The blast is not likely to be felt or heard outside the 1,375-square-mile test site, and the cloud of dust is expected to dissipate quickly from view, Morgan said. “They don’t think people will see it in the base camp on the south end of the test site,” he said.

Officials took pains to differentiate between the June conventional experiment and past nuclear testing. “The U.S. has no plans to conduct a nuclear test. President Bush supports a continued moratorium on nuclear testing,” said Irene Smith, a spokeswoman for the Defense Threat Reduction Agency (DTRA). The Pentagon agency is charged with countering threats to the United States from chemical, biological, radiological and nuclear weapons.
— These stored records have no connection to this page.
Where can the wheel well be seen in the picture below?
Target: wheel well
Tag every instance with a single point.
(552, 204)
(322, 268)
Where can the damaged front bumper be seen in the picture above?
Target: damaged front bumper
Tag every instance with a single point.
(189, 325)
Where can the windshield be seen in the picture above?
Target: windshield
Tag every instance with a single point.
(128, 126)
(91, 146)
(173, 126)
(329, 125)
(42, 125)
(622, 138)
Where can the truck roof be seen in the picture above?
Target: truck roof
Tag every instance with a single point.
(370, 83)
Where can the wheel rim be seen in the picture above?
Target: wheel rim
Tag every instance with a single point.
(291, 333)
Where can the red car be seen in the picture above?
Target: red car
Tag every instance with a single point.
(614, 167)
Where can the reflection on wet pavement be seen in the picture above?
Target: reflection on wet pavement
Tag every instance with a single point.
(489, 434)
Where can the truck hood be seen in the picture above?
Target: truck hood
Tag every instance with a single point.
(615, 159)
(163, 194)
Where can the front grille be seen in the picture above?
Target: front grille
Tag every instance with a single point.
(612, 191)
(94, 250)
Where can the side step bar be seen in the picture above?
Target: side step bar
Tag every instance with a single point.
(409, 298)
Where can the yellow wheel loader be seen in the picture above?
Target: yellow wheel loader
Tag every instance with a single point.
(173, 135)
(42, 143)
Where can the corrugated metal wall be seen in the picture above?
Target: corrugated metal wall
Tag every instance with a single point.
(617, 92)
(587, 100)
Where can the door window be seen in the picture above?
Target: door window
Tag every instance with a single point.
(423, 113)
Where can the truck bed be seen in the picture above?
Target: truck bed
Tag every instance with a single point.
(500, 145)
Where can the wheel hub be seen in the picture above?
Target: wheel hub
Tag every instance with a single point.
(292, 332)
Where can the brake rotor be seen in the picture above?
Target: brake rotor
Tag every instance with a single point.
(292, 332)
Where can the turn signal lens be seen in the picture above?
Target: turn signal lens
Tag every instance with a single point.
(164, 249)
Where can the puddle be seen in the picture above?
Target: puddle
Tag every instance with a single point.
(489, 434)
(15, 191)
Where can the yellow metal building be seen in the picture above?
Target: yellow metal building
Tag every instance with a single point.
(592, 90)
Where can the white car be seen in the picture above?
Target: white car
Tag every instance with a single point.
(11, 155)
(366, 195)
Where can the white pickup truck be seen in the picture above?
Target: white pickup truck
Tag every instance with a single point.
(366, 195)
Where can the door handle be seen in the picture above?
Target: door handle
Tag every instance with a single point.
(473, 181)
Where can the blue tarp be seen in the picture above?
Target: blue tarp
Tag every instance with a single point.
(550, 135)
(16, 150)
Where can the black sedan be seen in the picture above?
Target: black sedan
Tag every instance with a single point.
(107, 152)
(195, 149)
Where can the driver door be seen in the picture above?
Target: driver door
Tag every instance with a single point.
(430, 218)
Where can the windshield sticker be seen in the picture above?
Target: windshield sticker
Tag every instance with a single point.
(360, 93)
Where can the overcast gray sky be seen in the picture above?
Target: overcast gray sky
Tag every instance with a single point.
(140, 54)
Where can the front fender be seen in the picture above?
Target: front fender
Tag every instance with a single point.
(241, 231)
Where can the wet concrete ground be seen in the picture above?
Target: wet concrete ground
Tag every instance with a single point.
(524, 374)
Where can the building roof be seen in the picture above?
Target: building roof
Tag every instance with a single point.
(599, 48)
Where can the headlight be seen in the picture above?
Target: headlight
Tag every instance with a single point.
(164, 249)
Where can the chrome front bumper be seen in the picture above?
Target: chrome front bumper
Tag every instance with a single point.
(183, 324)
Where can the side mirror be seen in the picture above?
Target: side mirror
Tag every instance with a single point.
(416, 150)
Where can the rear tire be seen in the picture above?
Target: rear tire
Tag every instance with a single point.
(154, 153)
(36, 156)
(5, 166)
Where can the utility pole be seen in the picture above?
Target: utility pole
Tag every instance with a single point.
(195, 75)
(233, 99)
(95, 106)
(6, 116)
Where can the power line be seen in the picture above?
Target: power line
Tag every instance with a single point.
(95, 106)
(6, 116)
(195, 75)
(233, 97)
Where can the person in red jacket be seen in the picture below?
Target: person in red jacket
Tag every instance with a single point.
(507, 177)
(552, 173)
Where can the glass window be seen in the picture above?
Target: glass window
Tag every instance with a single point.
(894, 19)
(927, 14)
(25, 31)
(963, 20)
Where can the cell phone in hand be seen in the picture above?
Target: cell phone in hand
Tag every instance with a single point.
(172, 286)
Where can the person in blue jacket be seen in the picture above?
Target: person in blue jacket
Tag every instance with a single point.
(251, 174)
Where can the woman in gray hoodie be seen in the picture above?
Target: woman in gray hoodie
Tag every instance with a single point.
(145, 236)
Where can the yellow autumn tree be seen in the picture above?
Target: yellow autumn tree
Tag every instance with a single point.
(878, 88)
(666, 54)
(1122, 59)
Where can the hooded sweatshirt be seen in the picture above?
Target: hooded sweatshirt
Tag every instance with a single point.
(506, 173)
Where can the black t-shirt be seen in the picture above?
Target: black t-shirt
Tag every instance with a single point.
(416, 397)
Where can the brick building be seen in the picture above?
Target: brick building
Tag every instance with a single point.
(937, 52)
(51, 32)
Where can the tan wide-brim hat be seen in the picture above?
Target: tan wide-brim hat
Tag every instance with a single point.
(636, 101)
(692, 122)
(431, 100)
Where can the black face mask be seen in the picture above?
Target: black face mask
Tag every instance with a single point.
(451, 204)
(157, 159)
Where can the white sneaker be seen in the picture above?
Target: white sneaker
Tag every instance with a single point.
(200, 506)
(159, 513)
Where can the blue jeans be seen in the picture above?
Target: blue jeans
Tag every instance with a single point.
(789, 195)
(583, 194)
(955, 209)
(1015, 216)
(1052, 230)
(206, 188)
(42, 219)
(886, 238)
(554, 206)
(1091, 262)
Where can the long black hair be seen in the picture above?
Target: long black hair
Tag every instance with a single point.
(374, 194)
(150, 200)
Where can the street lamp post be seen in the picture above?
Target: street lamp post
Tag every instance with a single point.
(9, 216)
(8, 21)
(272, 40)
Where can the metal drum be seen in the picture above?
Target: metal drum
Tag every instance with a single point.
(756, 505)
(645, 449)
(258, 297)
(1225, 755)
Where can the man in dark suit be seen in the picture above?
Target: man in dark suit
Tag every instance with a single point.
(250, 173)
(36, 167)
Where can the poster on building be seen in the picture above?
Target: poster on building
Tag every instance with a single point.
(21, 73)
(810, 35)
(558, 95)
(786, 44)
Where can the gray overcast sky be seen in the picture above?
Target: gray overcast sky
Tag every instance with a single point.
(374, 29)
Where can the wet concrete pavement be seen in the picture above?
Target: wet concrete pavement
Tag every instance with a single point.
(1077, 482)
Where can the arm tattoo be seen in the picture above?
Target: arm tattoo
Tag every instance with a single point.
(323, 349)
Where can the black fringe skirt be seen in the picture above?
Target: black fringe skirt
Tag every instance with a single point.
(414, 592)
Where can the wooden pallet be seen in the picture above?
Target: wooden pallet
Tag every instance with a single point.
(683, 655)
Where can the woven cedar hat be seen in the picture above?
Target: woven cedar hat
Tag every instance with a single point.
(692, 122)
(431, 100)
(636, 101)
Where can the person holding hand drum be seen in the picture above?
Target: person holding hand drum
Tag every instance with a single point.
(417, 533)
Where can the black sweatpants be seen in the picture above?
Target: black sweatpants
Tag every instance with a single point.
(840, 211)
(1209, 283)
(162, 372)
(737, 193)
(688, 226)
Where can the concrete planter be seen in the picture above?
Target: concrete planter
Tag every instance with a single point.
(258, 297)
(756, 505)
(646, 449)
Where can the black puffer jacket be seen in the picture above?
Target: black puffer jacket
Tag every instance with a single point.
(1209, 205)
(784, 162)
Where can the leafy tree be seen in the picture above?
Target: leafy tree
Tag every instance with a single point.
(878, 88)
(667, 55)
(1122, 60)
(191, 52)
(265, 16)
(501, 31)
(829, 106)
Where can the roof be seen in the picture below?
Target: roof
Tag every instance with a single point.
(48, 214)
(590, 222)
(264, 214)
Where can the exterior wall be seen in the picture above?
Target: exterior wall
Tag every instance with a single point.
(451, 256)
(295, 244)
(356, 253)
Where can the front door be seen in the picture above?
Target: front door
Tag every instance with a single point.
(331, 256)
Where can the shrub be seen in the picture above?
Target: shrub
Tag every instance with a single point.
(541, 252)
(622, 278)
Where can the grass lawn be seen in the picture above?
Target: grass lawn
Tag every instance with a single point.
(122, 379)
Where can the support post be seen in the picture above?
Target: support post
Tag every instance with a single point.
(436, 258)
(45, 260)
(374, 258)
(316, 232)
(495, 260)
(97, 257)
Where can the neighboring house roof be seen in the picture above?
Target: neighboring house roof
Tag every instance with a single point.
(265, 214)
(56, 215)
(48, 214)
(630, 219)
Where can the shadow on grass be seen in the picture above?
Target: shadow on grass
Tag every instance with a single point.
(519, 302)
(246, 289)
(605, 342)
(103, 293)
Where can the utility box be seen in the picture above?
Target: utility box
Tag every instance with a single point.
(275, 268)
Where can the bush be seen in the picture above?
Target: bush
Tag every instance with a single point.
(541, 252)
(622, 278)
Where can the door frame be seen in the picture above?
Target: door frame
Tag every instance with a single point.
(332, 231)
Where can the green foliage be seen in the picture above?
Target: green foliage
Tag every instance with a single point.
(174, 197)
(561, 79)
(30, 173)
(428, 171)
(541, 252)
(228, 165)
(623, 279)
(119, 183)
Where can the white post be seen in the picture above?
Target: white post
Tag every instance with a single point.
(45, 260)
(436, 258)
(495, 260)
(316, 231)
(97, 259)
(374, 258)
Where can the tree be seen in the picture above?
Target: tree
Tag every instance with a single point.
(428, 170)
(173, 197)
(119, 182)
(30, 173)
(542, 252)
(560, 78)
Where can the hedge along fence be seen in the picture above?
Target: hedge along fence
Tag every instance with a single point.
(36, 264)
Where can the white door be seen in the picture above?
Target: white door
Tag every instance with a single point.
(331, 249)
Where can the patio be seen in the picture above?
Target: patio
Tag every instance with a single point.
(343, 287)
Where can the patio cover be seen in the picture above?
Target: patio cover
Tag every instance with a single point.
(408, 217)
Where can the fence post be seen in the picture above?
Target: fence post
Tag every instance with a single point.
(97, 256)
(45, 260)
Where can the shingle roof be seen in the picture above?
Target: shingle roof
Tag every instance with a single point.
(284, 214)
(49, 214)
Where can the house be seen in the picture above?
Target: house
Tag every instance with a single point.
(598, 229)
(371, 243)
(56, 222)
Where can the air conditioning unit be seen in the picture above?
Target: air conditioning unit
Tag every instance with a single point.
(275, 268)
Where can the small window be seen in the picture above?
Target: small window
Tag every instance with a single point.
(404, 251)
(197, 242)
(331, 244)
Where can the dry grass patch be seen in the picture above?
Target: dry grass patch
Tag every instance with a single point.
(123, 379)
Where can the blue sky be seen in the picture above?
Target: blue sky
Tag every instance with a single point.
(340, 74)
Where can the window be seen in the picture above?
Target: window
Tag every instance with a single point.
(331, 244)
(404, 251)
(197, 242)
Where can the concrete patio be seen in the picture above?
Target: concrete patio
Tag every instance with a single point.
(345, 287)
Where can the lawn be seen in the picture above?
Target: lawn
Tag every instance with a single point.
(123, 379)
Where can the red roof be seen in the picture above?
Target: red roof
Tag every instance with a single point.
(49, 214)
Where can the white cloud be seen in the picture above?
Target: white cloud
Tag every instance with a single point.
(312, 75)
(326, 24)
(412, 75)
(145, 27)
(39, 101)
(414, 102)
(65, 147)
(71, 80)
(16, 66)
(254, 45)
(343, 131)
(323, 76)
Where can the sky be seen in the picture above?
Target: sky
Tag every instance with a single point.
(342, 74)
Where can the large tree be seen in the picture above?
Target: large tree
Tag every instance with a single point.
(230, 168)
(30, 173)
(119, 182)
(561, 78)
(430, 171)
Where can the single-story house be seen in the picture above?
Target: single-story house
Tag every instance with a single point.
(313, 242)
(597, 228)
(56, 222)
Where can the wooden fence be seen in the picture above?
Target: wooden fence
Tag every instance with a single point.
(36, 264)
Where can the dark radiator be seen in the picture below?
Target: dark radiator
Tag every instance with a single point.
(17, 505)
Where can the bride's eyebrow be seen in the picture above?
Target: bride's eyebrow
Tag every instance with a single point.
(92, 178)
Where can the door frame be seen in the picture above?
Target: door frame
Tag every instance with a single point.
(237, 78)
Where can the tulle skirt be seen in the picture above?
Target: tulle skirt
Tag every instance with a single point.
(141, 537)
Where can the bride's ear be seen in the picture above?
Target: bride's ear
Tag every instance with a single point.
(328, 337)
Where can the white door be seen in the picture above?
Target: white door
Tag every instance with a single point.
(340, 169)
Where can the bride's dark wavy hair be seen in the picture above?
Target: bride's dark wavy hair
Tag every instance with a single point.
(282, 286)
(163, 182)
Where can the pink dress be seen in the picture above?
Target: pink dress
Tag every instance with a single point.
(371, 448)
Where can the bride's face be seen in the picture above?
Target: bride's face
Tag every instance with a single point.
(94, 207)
On a related topic, Tegnelia said the State Department and the Pentagon are developing a proposal for a $100 million effort to help Libya get rid of tons of mustard gas and some precursor chemicals being stored in the Libyan desert. “The Libyans requested some support” from the U.S. government, and a DTRA team has visited Libya to consider various options for eliminating the weapons, he said.